To provide water and power services to its residents and companies, Qatar has invested heavily to build the production capacity needed. The Qatar General Electricity & Water Corporation, known as KAHRAMAA, reports investing more than $9.6bn to upgrade the electricity network between 2000 and 2008. According to Drake & Scull, an international engineering firm, the government has a pipeline of investments worth over $125bn in the water and power sectors. The company’s recent report on the water sector notes that the government will invest $60bn on infrastructure in 2013/14 alone, with at least 30% going towards electricity and water projects. Investments will include building 140 new power stations, 810 km of water mains and five new water reservoirs.
While the 2022 FIFA World Cup is driving the timeline of some of these projects, the investments align with KAHRAMAA’s broader investment strategy as outlined under the 30-year power and water master plan. One of the biggest ongoing projects is the construction of a $3bn water reservoir network that will eventually have the capacity to supply the country with water for seven days. The facility will include a series of reservoirs connected by a 183-km pipeline that also links up with the Ras Laffan and Ras Abu Fontas desalination plants. Total reservoir capacity is expected to eventually exceed 3.5bn gallons, increasing the current storage capacity by a factor of 10.

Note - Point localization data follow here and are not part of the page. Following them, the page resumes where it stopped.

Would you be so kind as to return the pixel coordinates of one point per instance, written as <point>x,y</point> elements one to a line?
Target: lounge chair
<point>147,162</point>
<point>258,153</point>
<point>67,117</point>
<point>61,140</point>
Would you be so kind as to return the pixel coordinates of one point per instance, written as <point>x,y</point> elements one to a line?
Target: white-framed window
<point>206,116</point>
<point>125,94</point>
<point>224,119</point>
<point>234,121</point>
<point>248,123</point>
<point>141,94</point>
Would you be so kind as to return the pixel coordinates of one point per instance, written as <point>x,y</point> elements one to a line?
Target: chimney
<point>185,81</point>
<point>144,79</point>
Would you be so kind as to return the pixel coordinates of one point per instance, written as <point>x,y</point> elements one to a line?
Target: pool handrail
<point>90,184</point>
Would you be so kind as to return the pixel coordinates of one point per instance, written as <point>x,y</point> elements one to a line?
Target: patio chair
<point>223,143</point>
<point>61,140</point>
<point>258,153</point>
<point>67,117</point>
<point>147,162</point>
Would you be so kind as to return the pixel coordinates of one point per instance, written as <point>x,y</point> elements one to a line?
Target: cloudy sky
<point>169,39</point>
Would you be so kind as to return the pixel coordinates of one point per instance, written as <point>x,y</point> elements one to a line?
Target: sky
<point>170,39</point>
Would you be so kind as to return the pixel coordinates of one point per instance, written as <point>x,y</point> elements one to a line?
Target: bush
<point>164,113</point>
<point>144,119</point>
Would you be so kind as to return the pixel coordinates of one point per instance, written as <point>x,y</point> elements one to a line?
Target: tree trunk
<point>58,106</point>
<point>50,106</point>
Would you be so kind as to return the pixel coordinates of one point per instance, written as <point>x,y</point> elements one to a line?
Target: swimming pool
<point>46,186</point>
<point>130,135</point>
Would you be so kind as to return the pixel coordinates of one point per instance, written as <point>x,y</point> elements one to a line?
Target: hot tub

The government is also currently developing more independent water and power plants. Facility D, to be located near Doha, will have a total capacity of 2400 MW of power and 130m imperial gallons per day (MIGD) of water. The desalination plant will utilise reverse osmosis to purify water. The Public Works Authority is currently assessing the feasibility of expanding the Doha West wastewater treatment plant to a total capacity of 180,000 cu metres per day. It is also developing a wastewater treatment plant at Doha North. The plant is set to have a capacity of 439,000 cu metres per day. Singapore-based Keppel Seghers won the contract to build the plant under a 10-year design-build-operate agreement. This will be one of the first plants to include a sludge treatment facility. According to Keppel Seghers, the treatment plant will utilise technology to dry the product to create fertiliser and fuel pellets.
In addition to building water and electricity production capacity to meet domestic needs, Qatar is increasingly investing in utilities abroad.
The Qatar Electricity and Water Company (QEWC) is leading the way in this regard. The company, in collaboration with the government, established a $1bn investment fund dedicated to utilities abroad. QEWC owns a 60% stake in Nebras Power, while Qatar Holding and Qatar Petroleum International will own 20% each. The utilities investment fund is expected to invest mainly in markets with rapidly growing utilities with a particular focus on the Middle East and East Asia.
QEWC also owns shares in a number of foreign entities. The company purchased a 38.89% stake in AES Oasis from the Islamic Development Bank in 2012. This gives it a 60% stake in the company’s 370-MW AES Jordan Amman East power plant. “The purchase of shares in AES Jordan…is the first such acquisition by QEWC outside Qatar as planned by the board of directors,” QEWC stated. QEWC aims to “enter the global market in the next few years in order to diversify the sources of income and to expand at the regional and global level”, according to a statement from the firm.
QEWC’s other major foreign projects include the 2000-MW Sur Power project in Oman. It will cost some $1.6bn to build and the plant will eventually account for around 40% of Oman’s total power generation capacity. QEWC is also investing in an Abu Dhabi project that will deliver 1600 MW of power and 53 MIGD of water. In addition, Qatari Diar has invested in the sector, closing a deal with Veolia Environment to purchase a 5% stake in the company in 2010. This is an indication of Qatar’s long-term strategy of leveraging private sector expertise in the electricity and water sectors.